Marie Antoinette (Patricia Racette) and Pierre Beaumarchais (Christopher Maltman), the 18th-century author of the original "Figaro" stage plays, are among a party of ghosts languishing bored in the theater of the Palace of Versailles. Beaumarchais is in love with the queen and creates a new "Figaro" opera not only for her amusement, but to save her from the guillotine by rewriting history itself to absolve and liberate her. Throughout the first act of Ghosts, we watch scene after scene from Beaumarchais' new posthumous creation as an opera presented on stage inside the Ghosts opera. All of these set pieces cleverly, indeed riotously, spoof the Mozart and Rossini "Figaro" operas, as well as Mozart's Abduction from the Seraglio set in a Turkish harem. After intermission, when the Figaro character (Lucas Meachem) refuses to follow the story line that Beaumarchais intends, Beamarchais writes himself into the opera within the opera and takes the stage to try and set things right.

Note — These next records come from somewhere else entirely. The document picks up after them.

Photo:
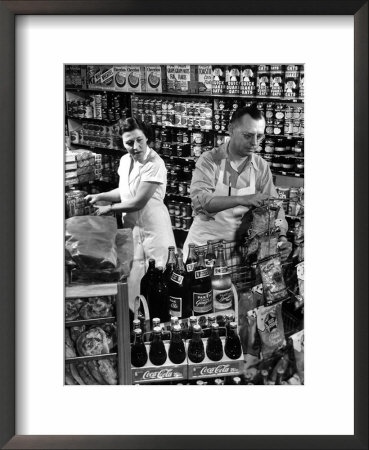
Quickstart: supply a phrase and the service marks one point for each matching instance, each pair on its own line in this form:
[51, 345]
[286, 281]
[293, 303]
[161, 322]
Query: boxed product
[181, 78]
[155, 78]
[204, 79]
[120, 78]
[93, 77]
[136, 79]
[107, 77]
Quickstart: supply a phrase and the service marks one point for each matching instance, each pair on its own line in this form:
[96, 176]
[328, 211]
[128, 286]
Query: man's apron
[151, 229]
[225, 223]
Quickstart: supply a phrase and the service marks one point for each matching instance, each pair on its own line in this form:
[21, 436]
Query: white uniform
[151, 226]
[225, 223]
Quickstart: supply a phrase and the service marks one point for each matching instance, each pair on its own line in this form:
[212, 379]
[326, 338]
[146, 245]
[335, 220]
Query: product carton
[204, 79]
[120, 78]
[181, 78]
[107, 77]
[136, 79]
[155, 78]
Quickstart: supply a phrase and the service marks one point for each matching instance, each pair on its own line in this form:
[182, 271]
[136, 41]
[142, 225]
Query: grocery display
[232, 312]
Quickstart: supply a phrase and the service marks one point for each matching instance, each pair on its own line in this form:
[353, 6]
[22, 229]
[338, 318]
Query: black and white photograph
[184, 223]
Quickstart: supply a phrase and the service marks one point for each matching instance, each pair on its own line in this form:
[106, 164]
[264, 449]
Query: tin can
[182, 188]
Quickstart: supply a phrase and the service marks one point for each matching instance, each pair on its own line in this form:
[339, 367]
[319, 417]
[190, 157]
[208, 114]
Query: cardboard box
[120, 78]
[107, 77]
[181, 78]
[204, 79]
[136, 79]
[155, 77]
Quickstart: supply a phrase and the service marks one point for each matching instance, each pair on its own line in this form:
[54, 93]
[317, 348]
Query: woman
[139, 197]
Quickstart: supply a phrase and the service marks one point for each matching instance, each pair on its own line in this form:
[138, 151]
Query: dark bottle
[138, 349]
[171, 263]
[177, 292]
[192, 323]
[214, 347]
[191, 259]
[201, 291]
[158, 298]
[222, 283]
[196, 352]
[280, 373]
[148, 280]
[232, 346]
[210, 257]
[157, 353]
[177, 351]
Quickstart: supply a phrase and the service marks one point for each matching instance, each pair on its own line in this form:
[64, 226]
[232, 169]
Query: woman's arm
[144, 193]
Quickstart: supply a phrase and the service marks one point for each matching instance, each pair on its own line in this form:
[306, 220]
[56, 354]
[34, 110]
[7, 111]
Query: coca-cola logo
[217, 370]
[160, 374]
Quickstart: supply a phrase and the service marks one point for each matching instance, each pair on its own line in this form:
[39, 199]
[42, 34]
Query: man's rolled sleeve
[203, 184]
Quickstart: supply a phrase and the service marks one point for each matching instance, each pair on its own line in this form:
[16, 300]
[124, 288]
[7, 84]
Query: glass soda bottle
[232, 346]
[138, 349]
[210, 257]
[177, 351]
[196, 351]
[202, 294]
[191, 259]
[177, 292]
[171, 263]
[214, 347]
[221, 283]
[157, 353]
[158, 298]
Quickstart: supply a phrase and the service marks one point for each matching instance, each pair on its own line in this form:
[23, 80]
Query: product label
[223, 299]
[175, 306]
[221, 271]
[190, 267]
[177, 278]
[201, 273]
[202, 302]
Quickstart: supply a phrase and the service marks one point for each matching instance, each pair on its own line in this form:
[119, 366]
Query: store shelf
[100, 320]
[90, 290]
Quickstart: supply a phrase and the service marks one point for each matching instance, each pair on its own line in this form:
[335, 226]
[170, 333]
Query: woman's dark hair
[252, 110]
[132, 123]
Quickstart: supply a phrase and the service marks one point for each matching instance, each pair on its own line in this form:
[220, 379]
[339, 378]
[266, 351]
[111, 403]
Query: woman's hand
[101, 210]
[92, 198]
[253, 199]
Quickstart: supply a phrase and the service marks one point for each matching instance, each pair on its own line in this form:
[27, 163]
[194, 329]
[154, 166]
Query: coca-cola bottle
[177, 351]
[148, 280]
[191, 259]
[202, 294]
[177, 292]
[138, 349]
[157, 353]
[214, 347]
[158, 298]
[221, 283]
[171, 263]
[196, 351]
[232, 346]
[210, 257]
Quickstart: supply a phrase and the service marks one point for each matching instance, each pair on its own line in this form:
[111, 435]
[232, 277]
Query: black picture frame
[8, 11]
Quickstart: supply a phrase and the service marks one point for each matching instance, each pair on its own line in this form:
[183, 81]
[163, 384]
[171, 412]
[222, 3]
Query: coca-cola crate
[212, 369]
[156, 374]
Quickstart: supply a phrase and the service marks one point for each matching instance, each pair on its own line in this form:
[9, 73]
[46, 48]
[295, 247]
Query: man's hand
[284, 247]
[92, 198]
[253, 199]
[101, 210]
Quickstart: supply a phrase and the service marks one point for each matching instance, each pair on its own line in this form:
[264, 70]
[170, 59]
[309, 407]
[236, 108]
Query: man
[231, 179]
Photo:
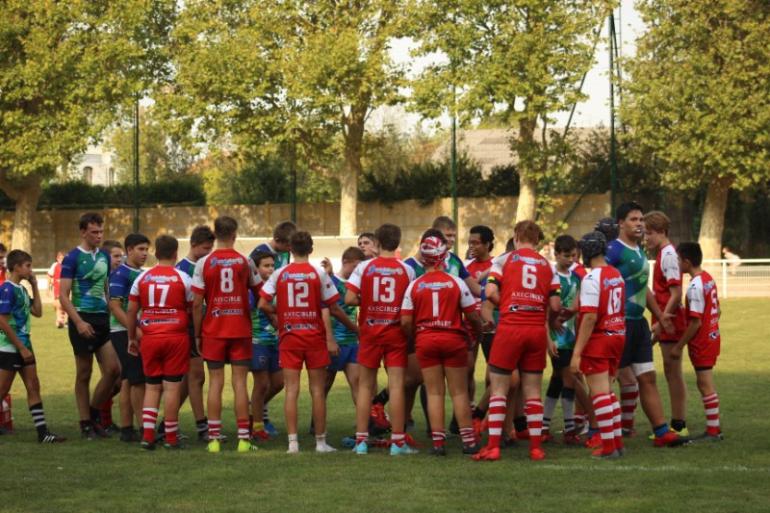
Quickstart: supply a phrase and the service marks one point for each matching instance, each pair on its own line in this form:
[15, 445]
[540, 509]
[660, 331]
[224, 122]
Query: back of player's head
[444, 223]
[283, 231]
[389, 236]
[201, 235]
[225, 228]
[301, 243]
[621, 213]
[166, 247]
[528, 232]
[564, 244]
[657, 221]
[17, 257]
[353, 254]
[90, 218]
[593, 244]
[690, 251]
[609, 227]
[261, 255]
[485, 233]
[134, 239]
[111, 244]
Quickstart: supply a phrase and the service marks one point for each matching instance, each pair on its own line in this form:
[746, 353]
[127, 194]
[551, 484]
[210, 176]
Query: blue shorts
[348, 354]
[264, 358]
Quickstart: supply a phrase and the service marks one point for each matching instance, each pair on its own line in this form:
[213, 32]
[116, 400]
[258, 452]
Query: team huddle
[423, 319]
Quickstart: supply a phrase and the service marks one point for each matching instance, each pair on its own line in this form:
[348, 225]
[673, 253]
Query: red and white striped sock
[243, 429]
[149, 418]
[172, 431]
[603, 413]
[617, 429]
[628, 397]
[496, 419]
[533, 408]
[711, 405]
[215, 429]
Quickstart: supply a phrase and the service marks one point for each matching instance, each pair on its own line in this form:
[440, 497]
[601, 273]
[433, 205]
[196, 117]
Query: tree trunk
[713, 220]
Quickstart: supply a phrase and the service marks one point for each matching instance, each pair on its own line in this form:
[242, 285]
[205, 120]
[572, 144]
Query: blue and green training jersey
[570, 289]
[635, 270]
[342, 334]
[262, 330]
[89, 272]
[121, 280]
[15, 303]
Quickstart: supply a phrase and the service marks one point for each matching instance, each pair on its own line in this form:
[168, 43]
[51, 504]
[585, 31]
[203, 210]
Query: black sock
[382, 397]
[38, 418]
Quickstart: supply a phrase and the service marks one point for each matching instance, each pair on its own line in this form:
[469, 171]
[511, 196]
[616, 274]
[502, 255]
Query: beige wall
[57, 229]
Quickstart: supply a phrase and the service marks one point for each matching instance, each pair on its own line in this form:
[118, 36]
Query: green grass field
[110, 476]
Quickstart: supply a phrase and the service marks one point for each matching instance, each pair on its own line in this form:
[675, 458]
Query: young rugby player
[701, 336]
[16, 355]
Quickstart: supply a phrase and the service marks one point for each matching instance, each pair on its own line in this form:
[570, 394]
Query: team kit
[154, 331]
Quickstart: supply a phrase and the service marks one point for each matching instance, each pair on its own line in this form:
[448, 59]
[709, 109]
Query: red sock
[711, 405]
[617, 428]
[603, 413]
[533, 408]
[243, 429]
[172, 430]
[496, 419]
[628, 396]
[149, 418]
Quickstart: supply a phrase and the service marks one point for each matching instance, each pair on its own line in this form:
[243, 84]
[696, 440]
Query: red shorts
[519, 347]
[226, 350]
[313, 357]
[447, 349]
[165, 355]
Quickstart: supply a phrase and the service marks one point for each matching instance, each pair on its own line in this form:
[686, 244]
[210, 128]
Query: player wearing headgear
[432, 315]
[600, 340]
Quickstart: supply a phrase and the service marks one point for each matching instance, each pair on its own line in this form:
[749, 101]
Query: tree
[697, 99]
[518, 61]
[287, 78]
[66, 68]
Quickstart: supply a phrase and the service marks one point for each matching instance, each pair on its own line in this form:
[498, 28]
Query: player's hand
[85, 329]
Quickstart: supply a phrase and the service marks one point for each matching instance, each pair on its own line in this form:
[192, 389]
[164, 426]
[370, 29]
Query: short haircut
[444, 223]
[134, 239]
[389, 236]
[225, 227]
[17, 257]
[626, 208]
[353, 254]
[261, 255]
[301, 243]
[166, 247]
[690, 251]
[528, 231]
[565, 244]
[90, 218]
[283, 231]
[201, 235]
[111, 244]
[657, 221]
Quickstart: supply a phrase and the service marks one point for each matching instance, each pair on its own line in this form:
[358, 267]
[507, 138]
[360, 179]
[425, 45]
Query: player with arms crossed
[701, 336]
[600, 340]
[164, 297]
[223, 278]
[524, 285]
[432, 315]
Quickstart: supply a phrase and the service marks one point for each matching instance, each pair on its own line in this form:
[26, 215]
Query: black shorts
[486, 344]
[13, 362]
[84, 346]
[130, 365]
[563, 360]
[638, 347]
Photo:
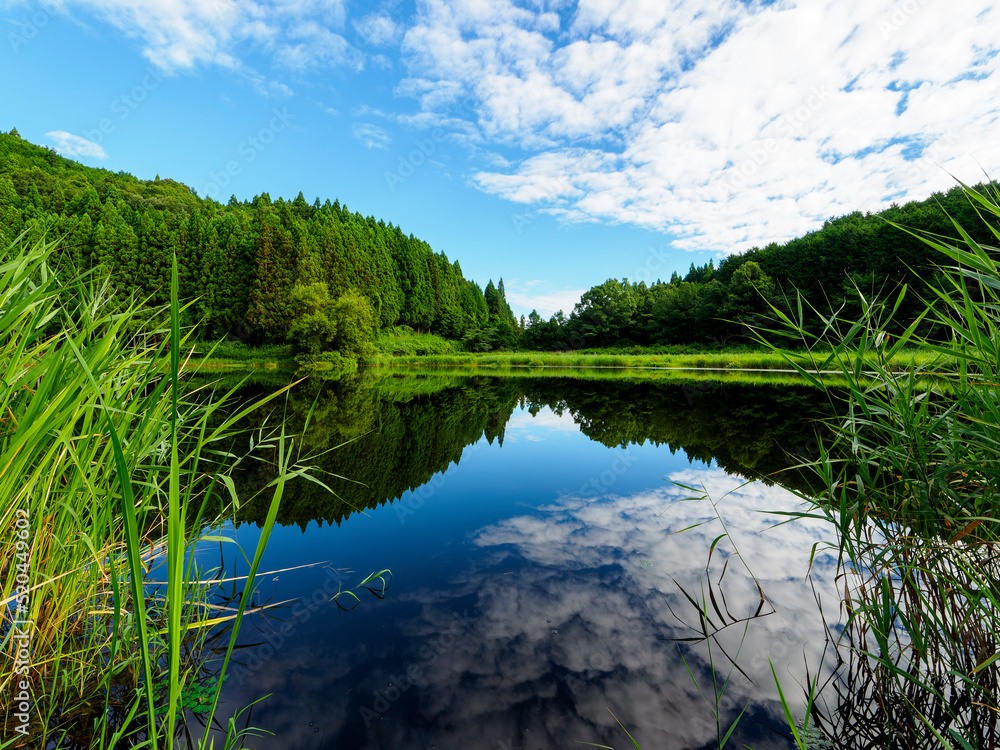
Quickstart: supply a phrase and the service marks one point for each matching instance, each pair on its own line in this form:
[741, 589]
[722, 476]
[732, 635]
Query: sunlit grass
[106, 468]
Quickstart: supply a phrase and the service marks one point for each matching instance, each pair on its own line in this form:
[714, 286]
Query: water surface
[543, 549]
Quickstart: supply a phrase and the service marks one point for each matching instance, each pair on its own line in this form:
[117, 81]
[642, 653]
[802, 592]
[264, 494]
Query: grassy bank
[109, 475]
[903, 360]
[912, 491]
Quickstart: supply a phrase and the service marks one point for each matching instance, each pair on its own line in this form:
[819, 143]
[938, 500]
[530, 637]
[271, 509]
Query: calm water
[535, 530]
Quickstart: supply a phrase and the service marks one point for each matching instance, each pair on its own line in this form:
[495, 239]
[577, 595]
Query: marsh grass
[107, 470]
[913, 483]
[903, 360]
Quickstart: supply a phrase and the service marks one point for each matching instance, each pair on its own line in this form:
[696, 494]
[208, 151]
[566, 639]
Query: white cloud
[377, 29]
[372, 135]
[316, 46]
[546, 303]
[74, 146]
[724, 123]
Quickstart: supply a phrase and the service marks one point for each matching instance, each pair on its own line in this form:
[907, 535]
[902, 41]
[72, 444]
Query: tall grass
[903, 359]
[107, 470]
[913, 481]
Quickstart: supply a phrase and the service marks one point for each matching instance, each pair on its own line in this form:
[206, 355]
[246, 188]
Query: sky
[553, 143]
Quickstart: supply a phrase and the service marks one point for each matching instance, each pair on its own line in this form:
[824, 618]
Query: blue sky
[555, 143]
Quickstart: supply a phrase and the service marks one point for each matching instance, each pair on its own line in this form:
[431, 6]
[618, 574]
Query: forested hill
[241, 260]
[829, 267]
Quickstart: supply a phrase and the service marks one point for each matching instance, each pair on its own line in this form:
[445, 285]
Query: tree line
[831, 268]
[324, 279]
[264, 271]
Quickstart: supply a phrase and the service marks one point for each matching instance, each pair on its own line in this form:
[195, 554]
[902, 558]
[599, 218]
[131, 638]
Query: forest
[260, 271]
[326, 281]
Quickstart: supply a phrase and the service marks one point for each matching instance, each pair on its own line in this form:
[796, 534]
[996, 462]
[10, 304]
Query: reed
[108, 471]
[913, 485]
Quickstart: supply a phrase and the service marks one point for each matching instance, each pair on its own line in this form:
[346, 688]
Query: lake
[551, 574]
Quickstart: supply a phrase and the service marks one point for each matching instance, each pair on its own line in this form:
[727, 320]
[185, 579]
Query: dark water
[538, 576]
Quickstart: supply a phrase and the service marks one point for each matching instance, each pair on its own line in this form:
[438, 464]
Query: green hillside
[240, 261]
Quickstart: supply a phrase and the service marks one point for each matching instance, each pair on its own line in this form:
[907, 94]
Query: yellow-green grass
[106, 469]
[738, 360]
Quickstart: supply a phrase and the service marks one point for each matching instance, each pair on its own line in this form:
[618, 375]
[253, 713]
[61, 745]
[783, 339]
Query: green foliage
[239, 262]
[107, 466]
[354, 319]
[911, 485]
[312, 330]
[403, 341]
[849, 257]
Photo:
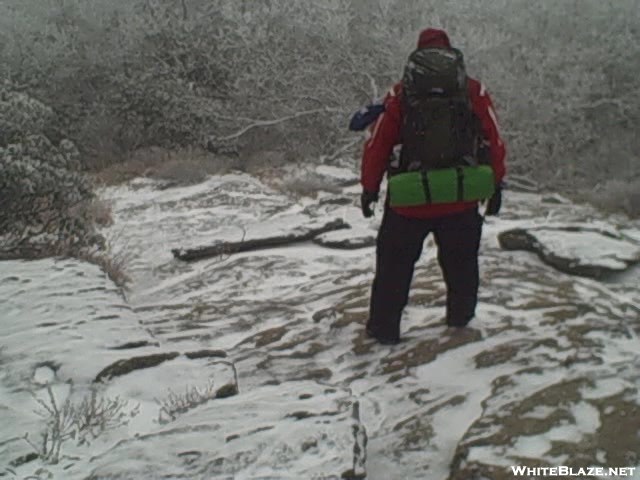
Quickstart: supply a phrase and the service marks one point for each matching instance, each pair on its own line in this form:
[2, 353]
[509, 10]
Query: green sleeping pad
[441, 186]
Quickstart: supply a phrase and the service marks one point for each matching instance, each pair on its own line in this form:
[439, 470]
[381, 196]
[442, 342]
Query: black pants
[399, 246]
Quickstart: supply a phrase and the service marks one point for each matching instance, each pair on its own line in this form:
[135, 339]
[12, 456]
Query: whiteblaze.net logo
[563, 471]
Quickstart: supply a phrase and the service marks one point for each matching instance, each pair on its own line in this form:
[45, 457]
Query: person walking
[435, 119]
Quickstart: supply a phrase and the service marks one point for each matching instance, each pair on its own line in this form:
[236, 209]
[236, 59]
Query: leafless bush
[284, 76]
[81, 422]
[181, 166]
[176, 403]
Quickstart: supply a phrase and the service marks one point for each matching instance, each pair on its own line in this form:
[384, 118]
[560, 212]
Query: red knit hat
[433, 37]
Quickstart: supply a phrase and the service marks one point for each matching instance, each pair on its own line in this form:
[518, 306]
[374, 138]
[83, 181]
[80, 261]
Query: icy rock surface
[578, 250]
[304, 430]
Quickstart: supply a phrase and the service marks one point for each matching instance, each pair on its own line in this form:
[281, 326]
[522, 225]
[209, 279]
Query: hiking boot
[381, 340]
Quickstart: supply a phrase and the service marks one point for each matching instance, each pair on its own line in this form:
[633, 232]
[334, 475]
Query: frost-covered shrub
[43, 194]
[21, 115]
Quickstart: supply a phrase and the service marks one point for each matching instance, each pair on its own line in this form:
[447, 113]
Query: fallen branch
[269, 123]
[228, 248]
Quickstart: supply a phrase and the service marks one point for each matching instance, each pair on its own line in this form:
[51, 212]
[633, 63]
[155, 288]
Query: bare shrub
[177, 403]
[183, 166]
[81, 422]
[616, 196]
[244, 77]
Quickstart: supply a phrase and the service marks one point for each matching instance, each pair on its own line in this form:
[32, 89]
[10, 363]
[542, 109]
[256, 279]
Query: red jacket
[386, 135]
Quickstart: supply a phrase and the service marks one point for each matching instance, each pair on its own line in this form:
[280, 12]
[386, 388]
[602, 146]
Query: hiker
[450, 157]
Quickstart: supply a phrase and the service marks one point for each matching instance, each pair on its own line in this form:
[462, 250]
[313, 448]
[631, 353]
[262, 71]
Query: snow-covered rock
[305, 430]
[349, 239]
[578, 250]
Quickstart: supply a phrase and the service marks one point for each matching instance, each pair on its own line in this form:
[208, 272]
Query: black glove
[366, 199]
[495, 202]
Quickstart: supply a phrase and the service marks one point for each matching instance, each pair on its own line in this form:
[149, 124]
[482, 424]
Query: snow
[291, 322]
[590, 248]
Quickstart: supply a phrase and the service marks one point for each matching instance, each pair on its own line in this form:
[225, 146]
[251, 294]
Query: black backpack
[439, 128]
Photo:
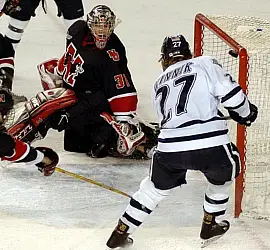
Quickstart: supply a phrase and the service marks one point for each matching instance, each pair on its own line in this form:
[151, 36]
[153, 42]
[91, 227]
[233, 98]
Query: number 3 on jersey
[185, 83]
[70, 65]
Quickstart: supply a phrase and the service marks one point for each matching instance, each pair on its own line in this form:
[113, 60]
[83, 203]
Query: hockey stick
[82, 178]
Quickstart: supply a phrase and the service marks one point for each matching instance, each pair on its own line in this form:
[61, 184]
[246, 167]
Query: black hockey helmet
[101, 21]
[6, 101]
[173, 49]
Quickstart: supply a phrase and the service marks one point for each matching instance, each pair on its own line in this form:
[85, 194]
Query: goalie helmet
[173, 49]
[101, 22]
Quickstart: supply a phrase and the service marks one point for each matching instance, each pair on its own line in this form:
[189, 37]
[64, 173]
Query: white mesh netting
[254, 35]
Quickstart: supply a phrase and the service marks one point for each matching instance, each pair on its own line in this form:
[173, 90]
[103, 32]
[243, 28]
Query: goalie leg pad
[50, 161]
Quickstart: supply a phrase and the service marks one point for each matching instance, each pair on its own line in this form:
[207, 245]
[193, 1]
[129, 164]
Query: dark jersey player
[11, 149]
[94, 65]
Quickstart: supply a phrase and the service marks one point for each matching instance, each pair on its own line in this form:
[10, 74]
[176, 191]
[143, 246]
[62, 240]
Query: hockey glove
[48, 164]
[11, 6]
[127, 140]
[247, 120]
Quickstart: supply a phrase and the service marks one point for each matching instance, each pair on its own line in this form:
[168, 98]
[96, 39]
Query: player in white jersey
[193, 136]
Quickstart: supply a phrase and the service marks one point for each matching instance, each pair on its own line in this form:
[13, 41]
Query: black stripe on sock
[217, 202]
[139, 206]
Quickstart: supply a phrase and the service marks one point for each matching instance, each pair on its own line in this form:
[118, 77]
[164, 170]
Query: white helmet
[101, 22]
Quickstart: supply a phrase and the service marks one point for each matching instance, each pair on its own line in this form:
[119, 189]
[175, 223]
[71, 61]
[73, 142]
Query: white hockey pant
[142, 204]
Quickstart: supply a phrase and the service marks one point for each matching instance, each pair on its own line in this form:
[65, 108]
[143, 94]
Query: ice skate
[211, 230]
[18, 98]
[119, 237]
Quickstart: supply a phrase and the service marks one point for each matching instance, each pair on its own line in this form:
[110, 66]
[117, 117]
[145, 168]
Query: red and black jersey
[6, 61]
[84, 68]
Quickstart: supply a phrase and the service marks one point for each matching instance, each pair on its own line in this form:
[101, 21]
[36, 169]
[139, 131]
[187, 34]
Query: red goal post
[201, 24]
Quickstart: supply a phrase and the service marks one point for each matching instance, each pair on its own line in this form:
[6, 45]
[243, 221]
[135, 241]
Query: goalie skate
[119, 237]
[213, 232]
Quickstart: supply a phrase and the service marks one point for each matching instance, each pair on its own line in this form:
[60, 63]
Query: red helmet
[101, 21]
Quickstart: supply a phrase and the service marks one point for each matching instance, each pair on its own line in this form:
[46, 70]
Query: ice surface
[60, 212]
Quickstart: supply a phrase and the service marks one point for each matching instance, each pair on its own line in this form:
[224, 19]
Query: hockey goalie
[56, 108]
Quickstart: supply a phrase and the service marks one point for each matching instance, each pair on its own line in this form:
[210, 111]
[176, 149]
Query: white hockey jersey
[187, 96]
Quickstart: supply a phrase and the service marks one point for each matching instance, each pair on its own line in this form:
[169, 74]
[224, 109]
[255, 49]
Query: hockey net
[242, 46]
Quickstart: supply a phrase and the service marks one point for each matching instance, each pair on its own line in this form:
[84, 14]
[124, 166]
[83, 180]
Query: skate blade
[205, 243]
[128, 243]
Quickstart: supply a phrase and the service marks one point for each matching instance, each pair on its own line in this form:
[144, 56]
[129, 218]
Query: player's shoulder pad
[210, 60]
[75, 28]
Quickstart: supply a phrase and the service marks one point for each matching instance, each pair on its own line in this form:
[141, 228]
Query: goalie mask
[174, 49]
[101, 22]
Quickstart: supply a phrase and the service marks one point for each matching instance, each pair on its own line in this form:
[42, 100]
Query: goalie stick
[82, 178]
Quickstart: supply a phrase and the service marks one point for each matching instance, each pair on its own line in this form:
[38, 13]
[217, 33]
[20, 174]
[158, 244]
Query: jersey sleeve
[227, 90]
[6, 62]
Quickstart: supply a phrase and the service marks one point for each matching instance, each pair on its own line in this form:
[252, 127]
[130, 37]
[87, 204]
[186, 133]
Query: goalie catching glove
[128, 140]
[49, 162]
[247, 120]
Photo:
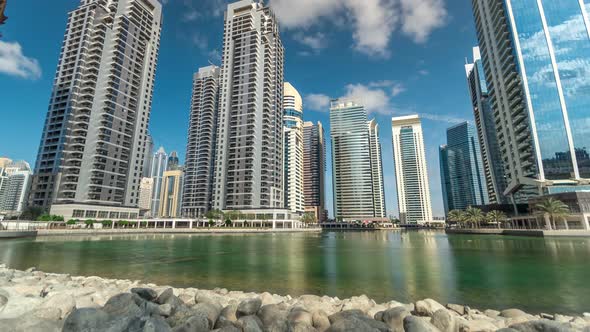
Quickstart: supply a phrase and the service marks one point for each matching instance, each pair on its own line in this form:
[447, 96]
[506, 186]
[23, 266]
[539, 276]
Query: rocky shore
[35, 301]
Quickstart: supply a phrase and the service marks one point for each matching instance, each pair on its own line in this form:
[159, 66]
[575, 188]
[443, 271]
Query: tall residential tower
[357, 174]
[411, 173]
[200, 148]
[94, 138]
[249, 156]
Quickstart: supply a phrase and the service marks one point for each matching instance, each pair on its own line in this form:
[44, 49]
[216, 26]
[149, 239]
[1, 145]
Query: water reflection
[485, 271]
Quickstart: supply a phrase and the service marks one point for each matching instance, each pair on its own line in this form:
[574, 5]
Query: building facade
[352, 166]
[411, 172]
[314, 170]
[159, 166]
[293, 123]
[536, 58]
[493, 164]
[94, 138]
[15, 183]
[171, 194]
[249, 157]
[200, 148]
[461, 167]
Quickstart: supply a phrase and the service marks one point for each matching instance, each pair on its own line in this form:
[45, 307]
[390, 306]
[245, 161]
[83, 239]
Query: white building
[249, 157]
[293, 123]
[411, 173]
[95, 134]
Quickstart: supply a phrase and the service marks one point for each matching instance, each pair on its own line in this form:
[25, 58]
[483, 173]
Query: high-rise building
[171, 194]
[159, 166]
[173, 161]
[377, 170]
[15, 182]
[200, 148]
[411, 172]
[536, 61]
[314, 169]
[461, 168]
[493, 164]
[249, 157]
[355, 179]
[146, 192]
[94, 138]
[293, 122]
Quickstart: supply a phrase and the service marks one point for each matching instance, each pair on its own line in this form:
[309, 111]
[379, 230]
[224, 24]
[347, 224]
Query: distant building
[15, 182]
[159, 166]
[146, 192]
[249, 158]
[171, 194]
[411, 172]
[314, 169]
[293, 123]
[461, 168]
[355, 175]
[93, 144]
[201, 143]
[535, 58]
[493, 165]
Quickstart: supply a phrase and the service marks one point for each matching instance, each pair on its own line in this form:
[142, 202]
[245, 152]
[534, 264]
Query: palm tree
[554, 209]
[456, 216]
[496, 217]
[474, 215]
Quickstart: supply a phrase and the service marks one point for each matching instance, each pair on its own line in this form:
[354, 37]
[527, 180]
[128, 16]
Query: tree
[474, 216]
[554, 209]
[308, 218]
[496, 217]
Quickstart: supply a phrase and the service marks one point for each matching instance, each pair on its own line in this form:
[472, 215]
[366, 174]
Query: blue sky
[399, 56]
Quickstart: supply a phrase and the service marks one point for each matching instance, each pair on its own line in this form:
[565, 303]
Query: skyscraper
[15, 182]
[314, 169]
[536, 57]
[377, 170]
[94, 138]
[462, 174]
[411, 173]
[249, 158]
[493, 164]
[355, 180]
[293, 122]
[200, 148]
[171, 194]
[159, 166]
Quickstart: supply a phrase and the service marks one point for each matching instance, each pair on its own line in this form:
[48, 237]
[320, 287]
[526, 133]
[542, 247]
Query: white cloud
[421, 17]
[373, 21]
[317, 102]
[14, 62]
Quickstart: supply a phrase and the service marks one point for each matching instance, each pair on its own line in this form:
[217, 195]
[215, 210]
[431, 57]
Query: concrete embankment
[36, 301]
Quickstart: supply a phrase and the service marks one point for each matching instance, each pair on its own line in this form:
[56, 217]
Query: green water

The production design team of Alexander Dodge, Linda Cho and York Kennedy create clean contrasts between the domain of afterlife Versailles and the world of the staged Beaumarchais opera within the opera. The ghosts of Versailles float through a dark, ethereal black-and-white haunted palace, while the "on stage" characters inhabit a series of brightly colorful milieux. Both of these realms are spectacularly realized. Mobilizing a cast of dozens, director Darko Tresnjak doesn't skimp on either the farce or the existential romance inherent in Corigliano's score and William M. Hoffman's libretto.

Racette imbues Marie Antoinette with a tragic dignity that stands out against the wild comedy of the opera's first act and the foreboding onset of the French Revolution in the second. Meachem presents a charming quasi-Figaro figure throughout the proceedings, and his performance of the introductory Rossini patter aria parody is spot on. Guanqun Yu is in especially fine voice as Rosina, a recurring heroine from both of the "Figaro" operas. Broadway superstar Patti Lupone closes Act One with a show-stopping turn as an Egyptian singer astride a pink elephant in the Turkish Embassy parlor.

More than 20 years after its New York debut, The Ghosts of Versailles has still only been performed in a handful of cities around the world so far, but Tresnjak and company make a strong case that the work is finally ready for its close-up. Expect to see this production become one of LA's cultural exports.

LA Opera's The Ghosts of Versailles runs for five more performances, Sunday through March 1, at the Dorothy Chandler Pavilion downtown.